Wolfram Sievers (1905-1948) was the Reich manager of the Ahnenerbe (Ancestral Heritage Society) and was tried during the Doctors Trial where he was dubbed the Nazi Bluebeard. The experiments on humans had been conducted under the auspices of the Institute for Military Scientific Research, a part of the Ahnenerbe, and therefore the prosecution at Nuremberg laid the final responsibility for these barbaric acts on Sievers. He was hanged for crimes against humanity in June 1948.
Bob Carruthers
Statement of Criminality of Groups and Organisations
DIE SCHUTZSTAFFELN DER NATIONALSOZIALISTISCHEN DEUTSCHEN ARBEITERPARTEI (COMMONLY KNOWN AS THE SS) INCLUDING DER SICHERHEITSDIENST (COMMONLY KNOWN AS THE SD)

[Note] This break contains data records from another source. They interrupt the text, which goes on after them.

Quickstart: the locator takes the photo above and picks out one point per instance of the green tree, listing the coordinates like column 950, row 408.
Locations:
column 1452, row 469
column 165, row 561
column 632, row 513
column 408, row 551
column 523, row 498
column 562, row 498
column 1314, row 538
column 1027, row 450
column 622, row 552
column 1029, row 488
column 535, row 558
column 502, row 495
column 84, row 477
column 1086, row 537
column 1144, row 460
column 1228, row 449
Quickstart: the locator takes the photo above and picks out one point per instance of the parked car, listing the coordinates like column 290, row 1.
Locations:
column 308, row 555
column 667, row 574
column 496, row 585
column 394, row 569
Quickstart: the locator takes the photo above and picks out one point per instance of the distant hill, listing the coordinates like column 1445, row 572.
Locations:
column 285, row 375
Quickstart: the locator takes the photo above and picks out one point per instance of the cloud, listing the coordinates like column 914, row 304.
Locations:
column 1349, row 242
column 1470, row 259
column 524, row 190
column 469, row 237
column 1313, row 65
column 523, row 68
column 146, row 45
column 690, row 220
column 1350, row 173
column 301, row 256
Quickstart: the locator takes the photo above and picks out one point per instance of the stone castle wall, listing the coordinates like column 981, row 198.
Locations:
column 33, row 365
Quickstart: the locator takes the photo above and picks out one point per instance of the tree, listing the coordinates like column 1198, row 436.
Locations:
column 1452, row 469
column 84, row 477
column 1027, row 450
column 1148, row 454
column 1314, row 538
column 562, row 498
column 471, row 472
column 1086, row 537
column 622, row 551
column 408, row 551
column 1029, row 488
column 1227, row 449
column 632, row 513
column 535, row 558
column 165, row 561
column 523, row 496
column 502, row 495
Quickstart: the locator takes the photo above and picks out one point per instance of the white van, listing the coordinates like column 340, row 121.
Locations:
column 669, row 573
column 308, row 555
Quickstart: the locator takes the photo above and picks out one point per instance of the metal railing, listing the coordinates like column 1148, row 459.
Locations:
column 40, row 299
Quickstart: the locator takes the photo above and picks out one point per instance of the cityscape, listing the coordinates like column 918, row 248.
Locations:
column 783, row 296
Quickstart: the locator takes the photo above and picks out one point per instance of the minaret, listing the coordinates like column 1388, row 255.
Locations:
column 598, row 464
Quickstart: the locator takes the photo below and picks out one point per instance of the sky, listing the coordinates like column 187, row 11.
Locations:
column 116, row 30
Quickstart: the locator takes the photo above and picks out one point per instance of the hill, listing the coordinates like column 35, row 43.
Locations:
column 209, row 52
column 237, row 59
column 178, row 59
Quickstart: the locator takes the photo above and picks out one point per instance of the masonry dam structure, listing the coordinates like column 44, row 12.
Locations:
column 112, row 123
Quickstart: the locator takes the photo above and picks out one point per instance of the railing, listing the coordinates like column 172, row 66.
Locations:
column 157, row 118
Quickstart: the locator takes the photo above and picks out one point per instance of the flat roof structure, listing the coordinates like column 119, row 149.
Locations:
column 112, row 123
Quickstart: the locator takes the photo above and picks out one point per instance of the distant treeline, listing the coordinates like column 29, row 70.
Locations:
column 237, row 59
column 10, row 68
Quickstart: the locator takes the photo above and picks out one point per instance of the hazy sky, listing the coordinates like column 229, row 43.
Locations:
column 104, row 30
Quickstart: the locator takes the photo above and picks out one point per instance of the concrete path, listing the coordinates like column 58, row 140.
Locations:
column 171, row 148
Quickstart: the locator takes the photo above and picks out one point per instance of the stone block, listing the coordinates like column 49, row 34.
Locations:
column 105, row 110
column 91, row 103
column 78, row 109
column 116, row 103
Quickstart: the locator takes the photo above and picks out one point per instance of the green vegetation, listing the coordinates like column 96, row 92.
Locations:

Die Schutzstaffeln der Nationalsozialistischen Deutschen Arbeiterpartei (commonly known as the SS) including Der Sicherheitsdienst (commonly known as the SD) and all offices, departments, services, agencies, branches, formations, organisations and groups of which it was at any time comprised or which were at any time integrated in it, including but not limited to, the Allgemeine SS, the Waffen SS, the SS Totenkopf Verbande, SS Polizei Regimente and Der Sicherheitsdienst des Reichsfuehrers-SS (commonly known as the SD).
The SS, originally established by Hitler in 1925 as an elite section of the SA to furnish a protective guard for the Fuehrer and Nazi Party leaders, became an independent formation of the Nazi Party in 1934 under the leadership of the Reichsfuehrer-SS, Heinrich Himmler. It was composed of voluntary members, selected in accordance with Nazi biological, racial and political theories, completely indoctrinated in Nazi ideology and pledged to uncompromising obedience to the Fuehrer. After the accession of the Nazi conspirators to power, it developed many departments, agencies, formations and branches and extended its influence and control over numerous fields of governmental and Party activity. Through Heinrich Himmler, as Reichsfuehrer-SS and Chief of the German Police, agencies and units of the SS and of the Reich were joined in operation to form a unified repressive police force. Der Sicherheitsdienst des Reichsfuehrers-SS (commonly known as the SD), a department of the SS, was developed into a vast espionage and counter-intelligence system which operated in conjunction with the Gestapo and criminal police in detecting, suppressing and eliminating tendencies, groups and individuals deemed hostile or potentially hostile to the Nazi Party, its leaders, principles and objectives, and eventually was combined with the Gestapo and criminal police in a single security police department, the Reich Main Security Office.